Dredging also disturbs rare and endangered species. One of these species is the Delta smelt which has its main spawning grounds in and around the Sacramento Deep Water Ship Channel. The dredging itself can harm the spawning habitat directly by destroying eggs placed by the fish in the dredging zone. The spawning habitat can also be disturbed by the increase in salinity, the increased traffic the dredging will allow, and the noise created while dredging.

Another species affected by the dredging and the water quality is the winter run salmon. In order to maintain the water quality needed for this species' habitat, additional releases from upstream reservoirs will need to be made. These releases will negatively affect the amount of water stored in the reservoirs, which is needed for drinking water, agricultural purposes as well as providing cold water flows for the migration of the salmon. In other words, there may not be enough fresh water to make sure the salinity levels are maintained under the maximum amounts as well as serve all the other needs of the ecosystem and the people in the area.

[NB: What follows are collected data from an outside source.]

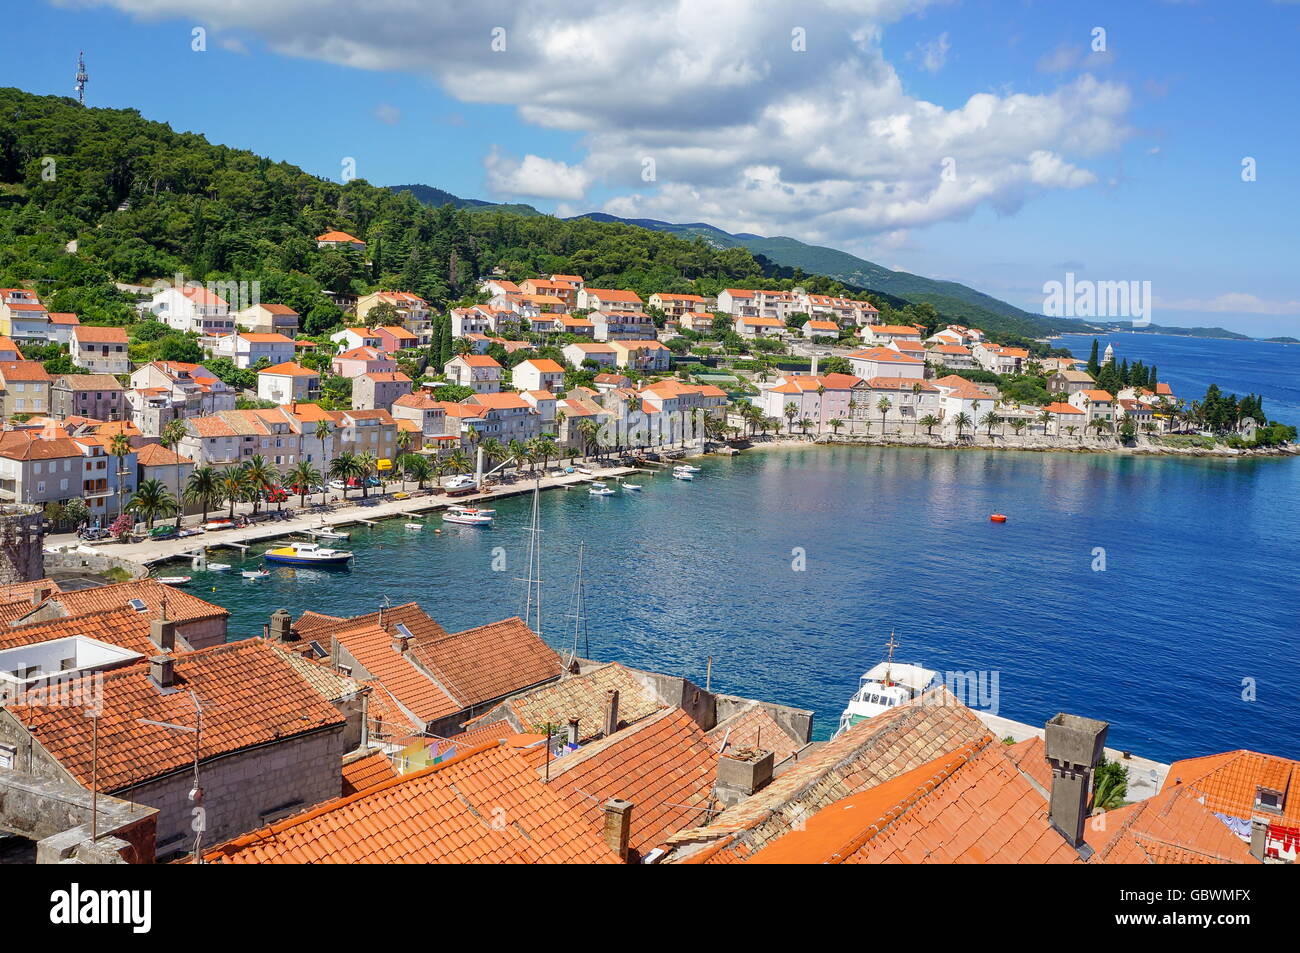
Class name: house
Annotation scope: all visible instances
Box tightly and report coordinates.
[1043,401,1086,434]
[356,291,431,342]
[973,342,1029,375]
[679,311,717,333]
[126,362,236,435]
[853,378,942,427]
[51,577,227,650]
[51,374,126,422]
[649,292,708,319]
[353,370,412,411]
[925,343,976,370]
[1049,369,1096,395]
[576,288,644,313]
[391,392,449,440]
[1068,389,1116,425]
[370,326,419,354]
[582,310,651,341]
[444,354,503,394]
[331,346,396,378]
[316,230,366,250]
[465,392,544,445]
[257,362,321,405]
[0,361,53,417]
[549,313,596,337]
[329,327,383,351]
[0,427,133,519]
[234,303,299,336]
[1116,398,1156,430]
[716,289,758,317]
[0,289,49,340]
[519,278,579,309]
[0,637,346,859]
[478,278,522,298]
[733,315,786,338]
[135,442,196,505]
[206,332,296,370]
[607,340,671,372]
[932,374,997,426]
[592,372,632,392]
[756,374,862,430]
[450,306,497,337]
[141,285,235,336]
[512,358,565,393]
[68,325,130,375]
[802,319,840,339]
[563,342,618,369]
[45,312,80,346]
[846,347,925,381]
[859,324,923,346]
[0,337,22,362]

Another water quality issue is the dredging process itself agitates the underwater landscape and releases sediment into the surrounding water. Also many times the dredged material is placed on the tops of levees which is subject to erosion into the surrounding waters during rains. The dredging does allow shipping to continue through the channel, which does confer some environmental benefit by eliminating 24,585 trips by trucks along the Interstate 80 corridor.